Second thing's second: I think I scared the carpool boys by telling them that I have a DJ coming to my party. Now granted it's a friend (well, a friend of a friend), but that combined with the tiara that I plan to acquire and wear means that you know it's going to be an awesome party.

Third thing's third: this afternoon I got tickets to see Badly Drawn Boy on Friday night. And so my resolve to get my butt out to see live music more often rages on unchecked.

Okay, you knew it was coming. The vice presidential debate. I haven't actually read any media reactions to it yet since I just got finished watching it on TiVo. I think Cheney won pretty decisively. Edwards really disappointed me -- I was expecting a better performance from someone trained as a litigator. Cheney was able to capitalize on the experienced elder statesman stuff, and I suspect that the polls in the next couple of days will bear this out.

I'm glad that there are two more presidential debates and no more vice presidential ones. I believe that Bush will do better in the town hall format than he did in last week's debate, so I'm really glad that the final debate is going to use the original format. Of the four candidates, I think Kerry comes across the best in the debates hands down, but I have to say that Cheney edges Edwards out for second place.

Monday, October 04, 2004

Marquis de Sod

The title of a local landscaping business, as seen today at lunch on the side of one of their vans:

MARQUIS DE SOD

Their slogan:

"Let us whip your lawn into shape!"

It makes me wish I had a lawn so I could hire them to landscape it.

Short stories

I can't believe that none of you lame-os had a thing to say about the debate.

Though it matters less, I think the vice presidential debate tomorrow should be very interesting, and much closer than the first presidential debate last week. I expect that both Edwards and Cheney will play the age card in different ways.

On to other things:

I've finally moved to reading Oblivion, the recent David Foster Wallace collection of short stories that I bought when it first came out. I'm only a story and a half in. So far I'm enjoying the second story more than the first, but my overall impression of both is that he's done it better elsewhere, where "it" is the same ol' same ol' story technique.

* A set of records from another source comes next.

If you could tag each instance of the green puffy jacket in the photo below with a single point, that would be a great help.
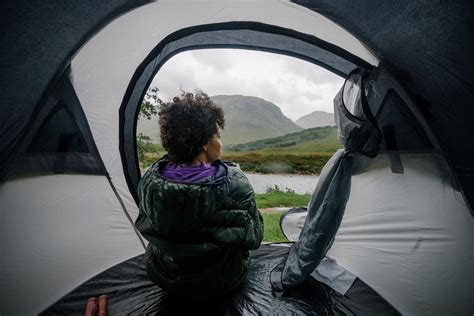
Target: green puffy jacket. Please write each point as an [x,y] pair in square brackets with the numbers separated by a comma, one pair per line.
[199,233]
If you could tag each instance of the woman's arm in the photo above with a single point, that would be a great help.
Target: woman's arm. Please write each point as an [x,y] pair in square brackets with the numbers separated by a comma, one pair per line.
[239,222]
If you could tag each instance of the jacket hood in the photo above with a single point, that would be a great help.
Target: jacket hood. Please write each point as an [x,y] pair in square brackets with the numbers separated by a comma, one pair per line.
[178,210]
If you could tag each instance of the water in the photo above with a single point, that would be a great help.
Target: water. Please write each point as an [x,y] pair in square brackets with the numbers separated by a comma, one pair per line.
[299,183]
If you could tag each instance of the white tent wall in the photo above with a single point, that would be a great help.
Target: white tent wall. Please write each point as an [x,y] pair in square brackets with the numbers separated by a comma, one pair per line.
[103,68]
[57,232]
[409,236]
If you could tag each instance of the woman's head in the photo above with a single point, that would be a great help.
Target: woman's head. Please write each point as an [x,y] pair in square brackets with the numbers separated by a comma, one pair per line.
[189,126]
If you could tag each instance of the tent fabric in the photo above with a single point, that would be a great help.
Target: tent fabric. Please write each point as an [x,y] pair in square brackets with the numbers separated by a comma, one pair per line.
[422,51]
[130,291]
[242,35]
[102,82]
[58,139]
[359,133]
[37,43]
[322,221]
[408,231]
[58,231]
[429,48]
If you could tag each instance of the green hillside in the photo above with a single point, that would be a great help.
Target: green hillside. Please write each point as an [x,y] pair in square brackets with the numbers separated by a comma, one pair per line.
[318,139]
[304,152]
[250,118]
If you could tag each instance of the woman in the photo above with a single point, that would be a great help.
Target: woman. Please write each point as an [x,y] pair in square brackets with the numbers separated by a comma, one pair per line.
[198,213]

I've been thinking lately about writing and genres, and in particular about short stories and who's written them better than most anyone else. I keep coming back to William Trevor. If you haven't read his short stories you really ought to. For twentieth century stories I put him up there with Flannery O'Connor and James Joyce. And Joyce possibly aside, it's remarkable how much better they are writing short stories than they are with longer forms. O'Connor and Trevor have both written solid novels, but their short stories are transcendant.

If the debates failed to elicit a response from you, dear reader(s), I can only imagine how a post on writing and genre is going to do.